Belfast has been shaped by time and circumstance. Its buildings tell the story of change and development, of commerce and industry, entertainment and religion.
Belfast city centre is the vibrant heart of a thriving metropolis, which has shifted over time. In the seventeenth century High Street was the epicenter, with ships coming right into the middle of the town. Where the City Hall now stands were once formal gardens for a castle. When the town built its own linen market in competition with Dublin, it became a place of fine merchants' houses, becoming the commercial centre from the middle of the nineteenth century.
Queen Victoria granted Belfast city status in 1888. Proud citizens built a magnificent City Hall which opened in 1906, reflecting Belfast's power, prosperity and prestige.
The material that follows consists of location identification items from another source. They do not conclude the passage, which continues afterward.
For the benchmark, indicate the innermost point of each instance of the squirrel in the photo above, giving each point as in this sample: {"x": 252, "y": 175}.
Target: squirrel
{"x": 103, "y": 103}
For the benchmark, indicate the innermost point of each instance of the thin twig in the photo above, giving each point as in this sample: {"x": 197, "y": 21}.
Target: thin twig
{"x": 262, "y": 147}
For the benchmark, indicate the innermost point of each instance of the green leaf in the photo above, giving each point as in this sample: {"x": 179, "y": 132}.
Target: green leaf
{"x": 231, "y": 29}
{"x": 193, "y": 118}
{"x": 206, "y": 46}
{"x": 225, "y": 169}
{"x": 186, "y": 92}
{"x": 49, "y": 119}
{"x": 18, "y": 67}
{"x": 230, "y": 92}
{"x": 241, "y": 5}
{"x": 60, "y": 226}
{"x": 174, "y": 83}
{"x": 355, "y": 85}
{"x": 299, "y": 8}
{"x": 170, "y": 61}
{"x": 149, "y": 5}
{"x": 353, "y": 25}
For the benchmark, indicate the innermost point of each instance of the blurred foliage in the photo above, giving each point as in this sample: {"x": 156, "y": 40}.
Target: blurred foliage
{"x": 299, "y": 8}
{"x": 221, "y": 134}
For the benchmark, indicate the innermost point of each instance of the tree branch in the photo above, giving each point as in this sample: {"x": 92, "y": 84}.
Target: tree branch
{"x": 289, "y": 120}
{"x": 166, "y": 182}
Today, it still represents not just nineteenth century glory but continued pride and achievement. Some of the city's finest buildings surround City Hall, many connected to finance, such as the Scottish Temperance Institution (1902) and the Ocean Building of the Ocean Accident Guarantee Corporation (1902).
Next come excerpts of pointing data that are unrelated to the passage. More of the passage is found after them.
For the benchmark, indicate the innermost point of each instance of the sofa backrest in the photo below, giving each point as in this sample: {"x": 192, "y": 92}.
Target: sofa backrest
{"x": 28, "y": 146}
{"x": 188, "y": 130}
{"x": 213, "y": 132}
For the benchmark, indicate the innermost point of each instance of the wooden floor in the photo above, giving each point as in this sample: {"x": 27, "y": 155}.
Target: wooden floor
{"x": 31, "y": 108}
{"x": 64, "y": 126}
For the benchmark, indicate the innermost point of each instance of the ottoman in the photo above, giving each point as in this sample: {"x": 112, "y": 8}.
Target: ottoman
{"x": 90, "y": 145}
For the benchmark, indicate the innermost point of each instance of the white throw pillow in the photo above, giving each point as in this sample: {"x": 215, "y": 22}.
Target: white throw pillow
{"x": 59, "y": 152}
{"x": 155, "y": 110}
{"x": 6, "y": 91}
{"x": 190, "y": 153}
Belfast's nineteenth century growth was fuelled by its linen industry - which exceeded that of any whole country - as well as funding some of the city's most magnificent buildings. Shipbuilding followed, with Harland & Wolff
building the largest ships in the world, including RMS Titanic. This success was not confined to one company: Workman & Clark was internationally important and both firms built on foundations laid by William Ritchie, Thompson & Kirwan, and McIlwaine & McColl.
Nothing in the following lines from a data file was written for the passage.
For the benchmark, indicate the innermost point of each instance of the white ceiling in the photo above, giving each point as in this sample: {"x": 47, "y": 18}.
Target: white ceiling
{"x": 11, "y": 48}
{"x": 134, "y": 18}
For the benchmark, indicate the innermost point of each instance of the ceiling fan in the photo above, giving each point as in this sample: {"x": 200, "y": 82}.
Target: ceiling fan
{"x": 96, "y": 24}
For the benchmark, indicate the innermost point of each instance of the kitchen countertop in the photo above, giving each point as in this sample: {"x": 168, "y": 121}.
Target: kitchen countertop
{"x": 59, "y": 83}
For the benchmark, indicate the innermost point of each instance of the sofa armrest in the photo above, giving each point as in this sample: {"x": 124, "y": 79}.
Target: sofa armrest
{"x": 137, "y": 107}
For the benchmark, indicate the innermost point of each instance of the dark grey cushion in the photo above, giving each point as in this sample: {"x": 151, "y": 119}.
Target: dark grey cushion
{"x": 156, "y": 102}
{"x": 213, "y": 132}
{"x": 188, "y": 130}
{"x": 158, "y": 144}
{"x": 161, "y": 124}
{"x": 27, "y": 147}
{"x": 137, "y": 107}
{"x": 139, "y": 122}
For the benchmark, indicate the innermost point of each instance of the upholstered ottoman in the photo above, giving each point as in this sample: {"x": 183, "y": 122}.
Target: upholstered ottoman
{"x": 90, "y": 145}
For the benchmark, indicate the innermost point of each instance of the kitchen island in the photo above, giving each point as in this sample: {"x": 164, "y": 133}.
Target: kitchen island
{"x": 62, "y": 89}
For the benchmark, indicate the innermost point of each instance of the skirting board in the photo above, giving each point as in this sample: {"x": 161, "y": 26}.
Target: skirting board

It is refreshing to discover that life in the city was not all hard work and industry. Our forebears certainly knew how to enjoy themselves. Exotic palaces of entertainment such as the Grand Opera House, the Ulster Hall and, of course, the famous Crown Bar, show that Belfast folk have always enjoyed music, comedy, drama . . . . . and the occasional drink.
The Crown Bar
The Crown Bar on Great Victoria Street, now owned by the National Trust, is a gem in Belfast's architectural crown! Described by the former Poet Laureate, Sir John Betjeman, as ". . a many coloured cavern", this priceless time capsule is a rare and remarkably intact survivor of Belfast's nineteenth century gin palaces. Its opulent 1885 interior, created by Italian craftsmen, is magnificently set off by gas lights and gleaming brasswork. Customers never fail to be impressed with its ornate stained glass, and plaster mouldings, detailed tilework and intricately carved snugs.
This awe-inspiring new building in Titanic Quarter delivers a state-of-the-art visitor experience that
tells the story of RMS Titanic, from her conception in Belfast in the early 1900s, through her construction and launch, to her famous maiden voyage and tragic end. Titanic Belfast lies at the heart of vital heritage elements that form a cornerstone of Belfast's folk memory and identity - the slipway where Titanic's hull was launched, the drawing office where she was designed and the River Lagan where she first set sail.
Completed in 1997, the opening ceremony for Belfast's magnificent Waterfront Hall was performed by the Prince of Wales. The concert which followed included performances by Dame Kiri Te Kanawa and the Ulster Orchestra. The city takes real pride in this splendid, glass fronted venue, with its copper clad dome, one of its true architectural stars. Recognised internationally as a concert and conference venue of the highest caliber, it remains Belfast's showpiece auditorium and is an expression of its confidence as a modern European city.
First Presbyterian Church, Rosemary Street
This is Belfast's oldest surviving place of worship within the old town boundary. Founded in 1644, the present building was designed by Roger Mulholland and completed in 1783. The famous Methodist, John Wesley (1703 - 1791), preached here in 1789 and wrote that "It is the completest place of worship I have ever seen....beautiful in the highest degree". The porch features a First World War Memorial (1922) by the renowned Northern Ireland artist, Rosamund Praeger.